Unlike trams, Myki card top-ups were offered on buses. But that was suspended during (and not resumed after) the pandemic. With paying hard and evasion easy, fare dodging went through the roof with DTP's attitudes towards evasion oscillating between denial and apathy

Things might have worked out differently had paper been chosen for the short-term ticket medium. Per-ticket costs (a few cents) would have been lower. Thus it might have escaped the descoping under the Coalition. There would have been fewer hassles for occasional travellers, less fare evasion on buses and likely less of a perceived need for updates to support credit card payments.

Claimed advantages of cardboard short-term tickets opening barriers may have been over-stated as the vast majority of passengers entering stations would be using durable Mykis. Governments could instead have concentrated on matters more central to providing good service, such as not descoping infrastructure on projects such as Regional Rail Link and Metro Tunnel and improved buses, instead. 

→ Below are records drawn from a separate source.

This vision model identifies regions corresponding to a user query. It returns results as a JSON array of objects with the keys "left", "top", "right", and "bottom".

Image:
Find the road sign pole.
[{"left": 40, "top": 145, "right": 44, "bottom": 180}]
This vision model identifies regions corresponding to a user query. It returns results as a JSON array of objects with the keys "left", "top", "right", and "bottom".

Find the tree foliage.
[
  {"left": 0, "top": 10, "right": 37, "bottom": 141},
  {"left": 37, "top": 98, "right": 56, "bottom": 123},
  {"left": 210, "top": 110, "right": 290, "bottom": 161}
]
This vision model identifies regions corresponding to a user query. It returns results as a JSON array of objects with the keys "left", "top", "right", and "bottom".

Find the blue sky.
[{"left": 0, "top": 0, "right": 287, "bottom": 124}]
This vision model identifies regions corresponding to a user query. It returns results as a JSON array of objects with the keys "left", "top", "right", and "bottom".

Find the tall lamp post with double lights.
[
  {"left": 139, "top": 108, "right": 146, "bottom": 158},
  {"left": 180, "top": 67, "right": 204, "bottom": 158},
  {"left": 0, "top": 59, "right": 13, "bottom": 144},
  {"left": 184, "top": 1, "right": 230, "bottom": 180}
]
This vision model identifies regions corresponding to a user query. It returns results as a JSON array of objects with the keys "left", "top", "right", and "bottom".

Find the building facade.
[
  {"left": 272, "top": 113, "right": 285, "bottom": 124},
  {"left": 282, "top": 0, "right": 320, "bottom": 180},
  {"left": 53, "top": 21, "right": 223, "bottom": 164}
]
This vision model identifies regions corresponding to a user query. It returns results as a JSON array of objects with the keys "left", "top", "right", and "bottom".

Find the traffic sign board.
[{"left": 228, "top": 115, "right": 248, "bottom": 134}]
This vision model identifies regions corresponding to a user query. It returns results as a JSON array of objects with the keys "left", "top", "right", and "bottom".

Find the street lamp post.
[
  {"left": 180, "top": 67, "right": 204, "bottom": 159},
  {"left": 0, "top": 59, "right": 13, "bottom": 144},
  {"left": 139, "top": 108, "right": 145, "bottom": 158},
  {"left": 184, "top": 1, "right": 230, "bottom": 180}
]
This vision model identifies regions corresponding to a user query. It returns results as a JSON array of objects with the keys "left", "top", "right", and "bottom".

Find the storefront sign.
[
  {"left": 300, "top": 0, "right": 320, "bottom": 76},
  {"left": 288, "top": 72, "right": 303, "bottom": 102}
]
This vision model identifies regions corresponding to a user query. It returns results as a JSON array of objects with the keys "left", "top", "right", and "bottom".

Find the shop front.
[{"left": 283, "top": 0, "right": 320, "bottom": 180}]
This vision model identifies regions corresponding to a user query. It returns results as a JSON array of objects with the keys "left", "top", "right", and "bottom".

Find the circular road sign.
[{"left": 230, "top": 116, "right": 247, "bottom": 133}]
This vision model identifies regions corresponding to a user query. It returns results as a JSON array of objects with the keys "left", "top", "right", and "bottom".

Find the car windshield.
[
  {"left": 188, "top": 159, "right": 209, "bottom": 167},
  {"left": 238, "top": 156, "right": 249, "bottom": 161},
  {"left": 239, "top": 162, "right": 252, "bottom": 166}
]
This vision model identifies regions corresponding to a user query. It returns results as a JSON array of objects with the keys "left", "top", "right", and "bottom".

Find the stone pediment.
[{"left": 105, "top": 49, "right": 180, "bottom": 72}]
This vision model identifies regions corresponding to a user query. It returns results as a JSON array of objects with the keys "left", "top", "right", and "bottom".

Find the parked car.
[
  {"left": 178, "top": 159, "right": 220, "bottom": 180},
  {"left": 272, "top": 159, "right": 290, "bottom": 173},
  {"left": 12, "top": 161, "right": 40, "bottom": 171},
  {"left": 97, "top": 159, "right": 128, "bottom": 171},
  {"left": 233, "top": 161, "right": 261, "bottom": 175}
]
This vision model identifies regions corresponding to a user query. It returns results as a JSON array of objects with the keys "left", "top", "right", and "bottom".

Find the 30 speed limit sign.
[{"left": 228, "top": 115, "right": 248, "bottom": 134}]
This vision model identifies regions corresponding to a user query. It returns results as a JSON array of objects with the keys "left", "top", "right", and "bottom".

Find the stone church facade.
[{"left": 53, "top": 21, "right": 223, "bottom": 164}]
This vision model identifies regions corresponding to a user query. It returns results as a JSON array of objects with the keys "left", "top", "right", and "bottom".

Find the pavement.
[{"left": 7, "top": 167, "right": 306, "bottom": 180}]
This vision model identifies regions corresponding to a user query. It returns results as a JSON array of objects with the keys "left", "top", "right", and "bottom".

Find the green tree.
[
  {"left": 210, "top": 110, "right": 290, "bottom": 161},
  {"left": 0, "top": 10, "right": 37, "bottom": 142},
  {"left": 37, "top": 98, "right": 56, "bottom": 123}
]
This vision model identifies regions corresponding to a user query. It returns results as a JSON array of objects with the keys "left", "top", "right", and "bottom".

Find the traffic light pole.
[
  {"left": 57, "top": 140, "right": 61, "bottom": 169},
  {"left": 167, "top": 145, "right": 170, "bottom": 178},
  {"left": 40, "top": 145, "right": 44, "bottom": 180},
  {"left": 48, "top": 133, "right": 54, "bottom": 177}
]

Back to today's reality. Below is the time-line from the VAGO report. 


Right now we are in the start of Phase 2, with the full fare paying public invited to try credit card payment on selected V/Line and Metro lines. If results are good this will be extended to all train lines in the existing Myki area. Followed by tram and bus. 

Phase 3 involves extensions to more passengers (concession holders) and more areas (those not in the myki areas). The latter is potentially beneficial for areas like South Gippsland that are relatively close to Melbourne yet are still on paper tickets because their train lines closed years ago all their transport is provided by coach. 

The audit flagged verifying concession entitlements as a complication. That's both for DTP administratively (with 150 agreements needed with concession authorities) and for the customer with use of an online portal involved. The concession platform is expected to cost $34m over 10 years (on top of $1.96b over 15 years for the main contract). 

Then there's the political angle. This is an election year. The current long-standing state government is struggling in the polls. Even though it's generally poor policy, cutting fares has been politically fashionable as a 'cost of living' measure in some states. As has extending 'free' travel to more groups such as this government has done with under 18s (under the "Youth Myki" - confusingly the concession fare "Child Myki" is now just for 18 year-old adults!).

Especially if Myki costs about as much as it recoups in fares for some concession passenger trips the temptation to descope aspects of modernised Myki Phase 3 while also extending free (or very cheap) travel to some groups might just be too tempting for some in or out of government. 

The next several months will be very interesting for transport fares and ticketing in Victoria!